Comme Adenauer, il inaugura sa carrière d'homme d'Etat à un âge-soixante-sept ans-où d'autres prennent leur retraite. C'était en 1945, et on ne le connaissait que comme ancien diplomate des années d'entre-deux-guerres, que ses idées libérales avaient conduit à faire quarante-sept jours de prison pendant la guerre pour avoir conseillé à l'empereur de mettre un terme au conflit.
D'abord ministre des affaires étrangères, il fut fait premier ministre en 1946, pour rester presque sans interruption à la tête du gouvernement jusqu'en 1954, à travers quatre combinaisons ministérielles dirigées par lui-même. Le Japon de 1946 était encore inondé de troupes américaines, en pleine période punitive de l'occupation. L'épuration sévissait. Les Japonais crevaient de faim.
MacArthur était pour eux un nouveau " shogoun " tout-puissant devant lequel ils s'aplatissaient.
Devant MacArthur
C'est alors que MacArthur trouva devant lui ce petit homme vif, courtois et peu commode, qui, derrière son visage rond et souriant et ses lorgnons, cachait à la fois une volonté de fer et une expérience aiguë des réalités japonaises. Yoshida fut l'homme qui savait tenir tête à MacArthur. Il savait aussi, sans en avoir l'air, lui donner des leçons. Plus tard, il a fait cette confidence: " MacArthur était d'une grande ignorance quant aux choses japonaises. Je lui servais constamment de professeur. " Mais le général américain trouvait aussi devant lui une grande bonne volonté.
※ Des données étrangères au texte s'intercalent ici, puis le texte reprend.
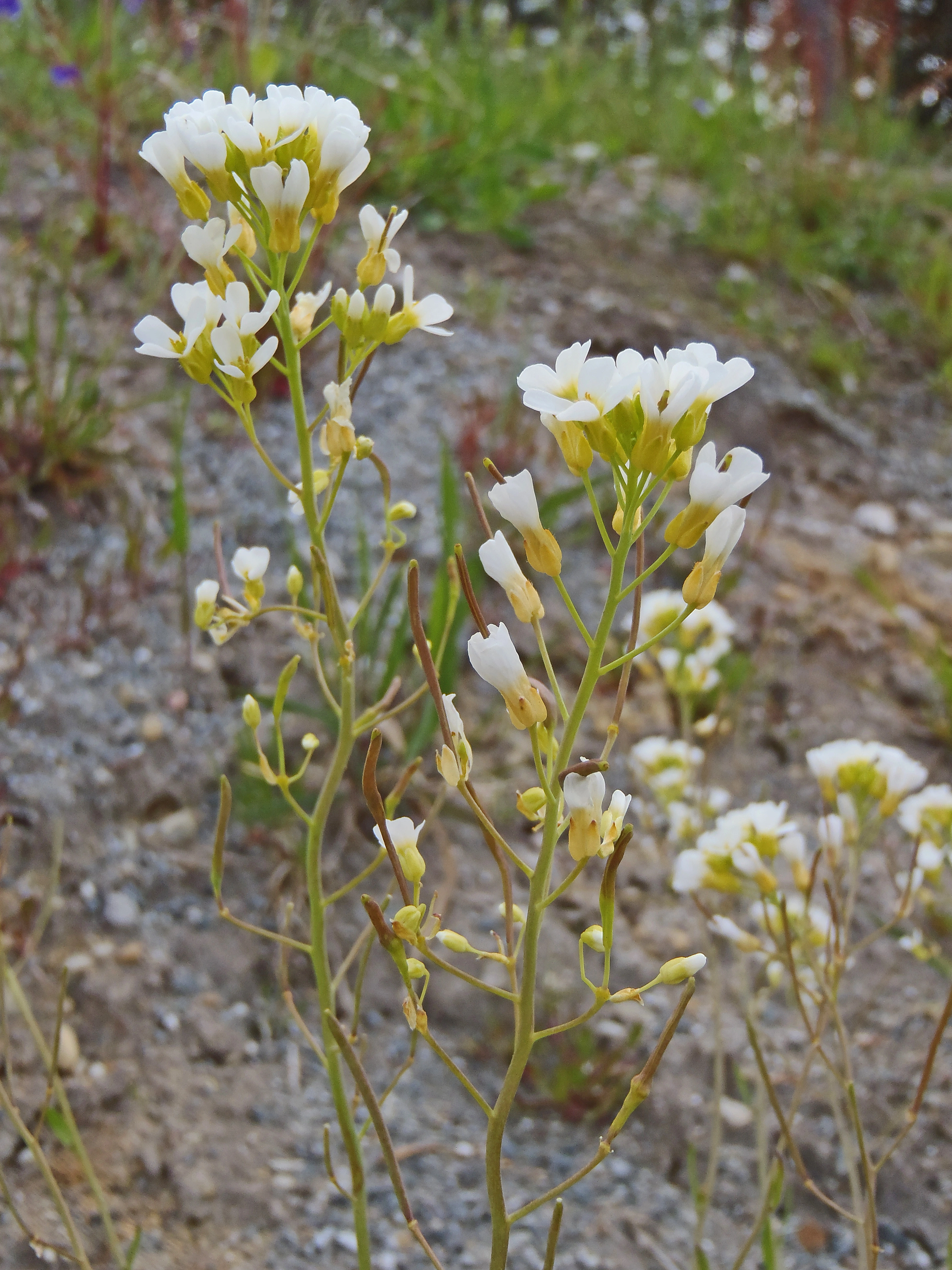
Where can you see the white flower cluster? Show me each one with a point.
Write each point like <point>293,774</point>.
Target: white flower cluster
<point>689,657</point>
<point>272,162</point>
<point>741,849</point>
Le Japon tout entier, libéré de l'ancienne tyrannie militaire, voulait tourner la page et devenir le bon élève de la démocratie parmi les nations. Yoshida était l'incarnation de ce nouveau Japon. La guerre froide aidant, l'occupation américaine passait peu à peu de sa phase punitive à une période bien différente d'assistance et d'amitié. L'ennemi japonais devenait pour l'Amérique un allié.
Sur le fond de tableau de la guerre de Corée, une conférence de la paix japonaise se réunit à San Francisco en 1951, boycottée par la Russie et la Chine. Yoshida et Foster Dulles sont les grands premiers rôles. Le Japon apprend avec enthousiasme la signature du traité de paix avec les Etats-Unis et les pays occidentaux. C'est la fin de l'occupation, et c'est l'indépendance. Le joyeux événement sert à faire passer, presque par escamotage, un traité simultané dit de sécurité, qui donne aux Américains de nombreuses bases militaires en territoire japonais.
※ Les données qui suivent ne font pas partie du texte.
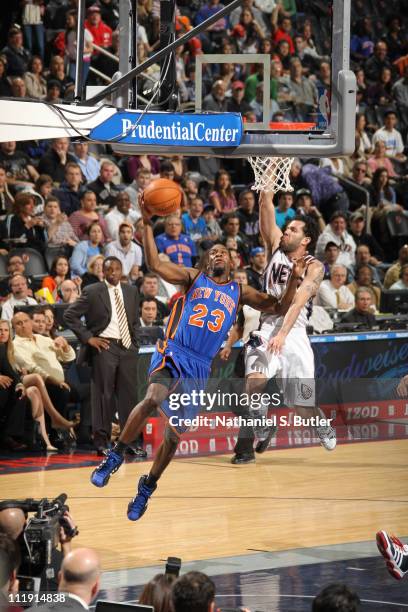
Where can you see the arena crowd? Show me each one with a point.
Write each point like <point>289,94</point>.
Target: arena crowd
<point>65,206</point>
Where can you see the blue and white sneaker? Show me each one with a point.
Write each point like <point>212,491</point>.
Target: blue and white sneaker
<point>110,465</point>
<point>138,506</point>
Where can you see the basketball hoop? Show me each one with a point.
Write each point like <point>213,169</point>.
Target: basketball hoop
<point>271,173</point>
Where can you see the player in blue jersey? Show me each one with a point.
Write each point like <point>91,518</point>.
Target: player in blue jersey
<point>198,324</point>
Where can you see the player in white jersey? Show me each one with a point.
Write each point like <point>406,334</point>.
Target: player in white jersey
<point>280,347</point>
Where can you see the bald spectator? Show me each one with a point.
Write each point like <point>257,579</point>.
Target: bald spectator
<point>39,322</point>
<point>362,313</point>
<point>79,578</point>
<point>119,214</point>
<point>18,166</point>
<point>333,293</point>
<point>55,159</point>
<point>179,247</point>
<point>148,312</point>
<point>150,289</point>
<point>126,250</point>
<point>336,231</point>
<point>16,265</point>
<point>375,64</point>
<point>105,190</point>
<point>71,189</point>
<point>17,56</point>
<point>68,293</point>
<point>364,278</point>
<point>394,272</point>
<point>20,296</point>
<point>90,166</point>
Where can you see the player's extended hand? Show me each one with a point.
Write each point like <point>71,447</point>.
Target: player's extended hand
<point>101,344</point>
<point>5,382</point>
<point>299,267</point>
<point>225,353</point>
<point>143,209</point>
<point>402,389</point>
<point>275,344</point>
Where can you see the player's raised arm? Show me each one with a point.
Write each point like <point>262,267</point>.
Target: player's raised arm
<point>270,232</point>
<point>268,303</point>
<point>306,291</point>
<point>170,272</point>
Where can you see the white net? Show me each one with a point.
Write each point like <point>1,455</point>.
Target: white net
<point>271,173</point>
L'année suivante, cependant, Yoshida va dire aux Américains un " non " d'une portée décisive. Dulles vient à Tokyo et, agitant le péril coréen et chinois, somme Yoshida d'inaugurer le réarmement du Japon.
Yoshida refuse avec énergie. Il ne consent qu'à la création d'une petite force d'autodéfense, plus police qu'armée, et les limites étroites qu'il lui assigne sont restées loi depuis lors pour tous les cabinets japonais.
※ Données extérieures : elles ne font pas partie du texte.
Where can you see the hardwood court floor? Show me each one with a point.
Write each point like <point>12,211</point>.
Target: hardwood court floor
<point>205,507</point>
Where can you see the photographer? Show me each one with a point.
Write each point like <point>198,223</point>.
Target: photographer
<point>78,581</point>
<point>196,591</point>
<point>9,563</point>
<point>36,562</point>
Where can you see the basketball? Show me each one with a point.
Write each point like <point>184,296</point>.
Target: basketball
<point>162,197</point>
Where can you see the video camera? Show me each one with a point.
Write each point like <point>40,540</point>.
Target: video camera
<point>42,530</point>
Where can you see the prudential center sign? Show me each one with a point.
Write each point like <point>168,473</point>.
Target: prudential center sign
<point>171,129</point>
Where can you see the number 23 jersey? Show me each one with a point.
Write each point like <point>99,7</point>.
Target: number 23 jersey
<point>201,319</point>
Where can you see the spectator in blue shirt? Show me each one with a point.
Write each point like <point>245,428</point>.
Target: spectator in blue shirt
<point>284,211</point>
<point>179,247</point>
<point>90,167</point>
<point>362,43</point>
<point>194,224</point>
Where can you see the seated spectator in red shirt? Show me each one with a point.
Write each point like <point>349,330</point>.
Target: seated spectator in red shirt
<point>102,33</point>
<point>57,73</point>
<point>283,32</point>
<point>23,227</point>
La Constitution nouvelle par laquelle le Japon a renoncé aux armes et à la guerre est née d'ailleurs en 1946 sous le gouvernement de Yoshida. En politique intérieure, Yoshida, chef du parti libéral démocrate, c'est-à-dire du parti conservateur, aura été un conservateur libéral, enseignant aux Japonais le jeu d'une démocratie parlementaire modérée. L'opinion lui reprocha dans son style de gouvernement son caractère autoritaire, le surnommant " one-man Yoshida " dans un curieux sobriquet japanglais.
Mais sa retraite en 1954 allait dissiper toute ombre sur sa popularité. Sa stature n'a fait que grandir pendant ces dernières années aux yeux des Japonais, reconnaissants envers le vieil homme d'Etat qui sut les remettre sur le chemin de la réussite. Le Japon avait perdu la guerre. Yoshida lui a fait gagner la paix.